Turkey’s president, Recep Tayyip Erdogan (pictured, onstage), gathered together hundreds of thousands of supporters in Istanbul last weekend in a show of power ahead of Sunday’s general election. At the same time, in the Anatolian city of Erzurum, Erdogan’s supporters pelted Ekrem Imamoglu, Istanbul’s mayor and an influential opposition figure, with stones and water bottles. Over more than 20 years in power, the president has cultivated a fanatical support base that will not countenance his defeat. He has also seized control of nearly every lever of state power. He is expected to try to manipulate or heavily contest the results of the elections if they aren’t in his favour. Erdogan’s opponents are on course to beat him for the first time in a generation: polls show Kemal Kilicdaroglu, the leader of Turkey’s main opposition, marginally ahead, though he might not be able to win outright in the first round of voting.

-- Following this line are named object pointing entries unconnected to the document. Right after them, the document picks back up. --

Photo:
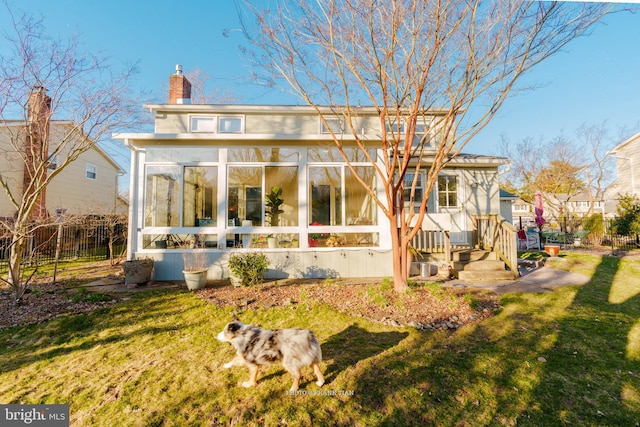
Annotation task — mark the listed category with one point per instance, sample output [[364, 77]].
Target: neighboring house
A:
[[627, 155], [202, 178], [578, 205], [88, 185]]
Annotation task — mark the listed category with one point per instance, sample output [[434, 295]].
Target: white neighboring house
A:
[[627, 155], [88, 185], [201, 180]]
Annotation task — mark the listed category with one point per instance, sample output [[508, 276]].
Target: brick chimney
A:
[[179, 88], [37, 147]]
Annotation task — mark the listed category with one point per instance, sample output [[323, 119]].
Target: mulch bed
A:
[[420, 307]]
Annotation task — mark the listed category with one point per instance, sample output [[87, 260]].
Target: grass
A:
[[569, 357]]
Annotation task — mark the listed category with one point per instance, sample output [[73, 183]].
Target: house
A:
[[88, 185], [206, 178], [627, 155], [507, 202]]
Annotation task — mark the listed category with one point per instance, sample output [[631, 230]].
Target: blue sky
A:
[[594, 79]]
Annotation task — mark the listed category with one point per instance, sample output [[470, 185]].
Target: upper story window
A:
[[448, 191], [213, 124], [230, 125], [91, 171], [203, 124], [336, 125]]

In an example of the sort of tactics being employed, the police did not step in to stop the organised attack at Imamoglu’s rally in Erzurum until the mayor had been forced to retreat into his bus. Nine people were injured, among them children. Suleyman Soylu, the interior minister, then accused Imamoglu of having been the provocateur.
This sort of behaviour is supposed to signify strength but it shows how desperate Erdogan’s campaign team has become. Facing sky-high inflation and in the aftermath of catastrophic earthquakes, the president has little to offer but division. Kilicdaroglu, on the other hand, has brought together a broad coalition and is promoting a message of unity – an approach that is playing well with Turkey’s youth, as well as Kurds and other minorities.
When Imamoglu returned to Istanbul from Erzurum, he was met by thousands of people who had rushed to the airport to greet him. “We are winning!” he declared to the ecstatic crowd from the top of a bus. Incredibly, his words might be more than mere rhetoric this time.